En medio de este universo íntimo, cobra fuerza la interpretación gestual de un reparto que se mueve y comunica por el espacio con naturalidad, y en el que destaca Miki Manojlovic (el tenaz maquinista) y, en un papel secundario, un Denis Lavant cuya gestualidad se convierte en el punto de fuga de las escenas que protagoniza.
Hay una cuidada puesta en escena que favorece la armonía y la delicadeza dentro del plano y que se aprecia, sobre todo, en los colores tenues entre los que destacan aquellos más vivos de la lencería o las bucólicas panorámicas del pueblo atravesado por las vías de un tren (un gag visual que renuncia a parte de su comicidad para favorecer el aspecto más tierno del relato). En este sentido, hay cierta belleza (mágica, sencilla, honesta) en las imágenes, una atracción que de manera inesperada se va apoderando de la narración, una conquista de lo visual en un espacio libre de lo verbal.
Este es, quizá, el aspecto más relevante de una cinta de sutiles contrastes, de verdades reveladas y de encuentros relevantes que, en definitiva, apuesta por lo sencillo. Una película sincera cuyo valor se encuentra en su ingenuidad, en su mirada inocente y desprejuiciada; valores que, hoy en día, parecen estar en peligro de extinción.
Los lobos (Samuel Kishi)
Hacia el final de Somos Mari Pepa (México, 2013), el anterior y primer largometraje de Samuel Kishi, el joven protagonista, que acaba de perder a su abuela, escucha en la radio la lectura de una carta donde se explica cómo el temor ante la muerte es la constatación de la falta de amor. Las palabras se convertían en la banda sonora de una concatenación de imágenes del hogar de Álex: de los espacios compartidos, de fotografías de infancia… Un sonido que acompañaba el desamparo y la soledad que deambulaban por la casa. Tan necesario resultaba el aparato de radio como la cámara de fotos que tantas veces revisaba el personaje a lo largo del film, elementos a través de los cuales conseguía establecer un vínculo hacia el exterior y expresar (y liberar) su carga emocional.
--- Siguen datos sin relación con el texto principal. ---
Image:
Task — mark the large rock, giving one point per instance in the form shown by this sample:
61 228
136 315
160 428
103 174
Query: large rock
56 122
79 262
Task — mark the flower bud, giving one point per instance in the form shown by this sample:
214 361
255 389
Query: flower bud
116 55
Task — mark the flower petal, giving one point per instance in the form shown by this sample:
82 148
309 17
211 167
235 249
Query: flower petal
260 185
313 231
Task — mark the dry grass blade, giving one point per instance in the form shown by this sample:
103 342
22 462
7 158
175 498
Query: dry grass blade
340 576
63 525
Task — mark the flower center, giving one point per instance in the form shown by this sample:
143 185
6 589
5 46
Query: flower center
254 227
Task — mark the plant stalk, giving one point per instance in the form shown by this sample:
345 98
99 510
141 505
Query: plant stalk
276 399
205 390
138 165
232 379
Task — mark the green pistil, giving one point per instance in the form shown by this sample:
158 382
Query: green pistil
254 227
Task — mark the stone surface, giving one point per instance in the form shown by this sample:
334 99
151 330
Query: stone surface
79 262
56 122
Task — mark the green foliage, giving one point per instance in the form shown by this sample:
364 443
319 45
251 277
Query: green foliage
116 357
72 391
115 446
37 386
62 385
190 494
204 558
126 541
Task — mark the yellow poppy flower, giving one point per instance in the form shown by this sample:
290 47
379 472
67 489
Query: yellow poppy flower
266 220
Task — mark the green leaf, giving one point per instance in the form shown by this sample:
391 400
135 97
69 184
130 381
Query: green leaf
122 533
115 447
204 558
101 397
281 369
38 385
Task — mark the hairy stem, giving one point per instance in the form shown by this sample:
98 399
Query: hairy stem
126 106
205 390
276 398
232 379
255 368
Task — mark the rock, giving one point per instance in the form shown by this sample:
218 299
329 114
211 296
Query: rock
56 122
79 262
En Los lobos, las cintas grabadas por una madre son la compañía de dos hermanos pequeños recién llegados a Nuevo México mientras ella está en el trabajo. De nuevo, un aparato mediatiza y vehicula la relación, esta vez entre una madre y sus dos hijos, que tienen que pasar separados la mayor parte del tiempo. El cineasta parte de una vivencia personal (él mismo ha contado que esta situación es la que vivió junto con su hermano al ir a vivir a California) y reconstruye sus recuerdos haciendo a su hermano (Kenji Kishi, que se encarga de la música) partícipe del proceso creativo. Así, lo que podría traducirse en un drama social acerca de los menores migrantes atrapados en la burocracia de los Estados Unidos (un trasfondo crucial del relato) es, ante todo, un hermoso ejercicio de memoria compartida. Sin abandonar el aspecto documental que latía en Somos Mari Pepa, y que permite aquí hacer visible esa crudeza, sucia y despiadada, de la que es imposible evadirse, cierta ingenuidad se apodera de un relato cuya perspectiva, fundamentalmente, es la de los niños. A través de los dibujos que estos hacen en las paredes, la fantasía intenta traspasar la realidad y colorearla, una operación que funciona mejor para sus personajes que como mecanismo narrativo. Sin necesidad de recurrir a excesos formales, a partir de un pequeño elemento (el sonido de la grabadora) Kishi consigue armar un discurso acerca de lo físico y lo emocional, y mostrar en pantalla la compleja forma en que opera el vínculo afectivo.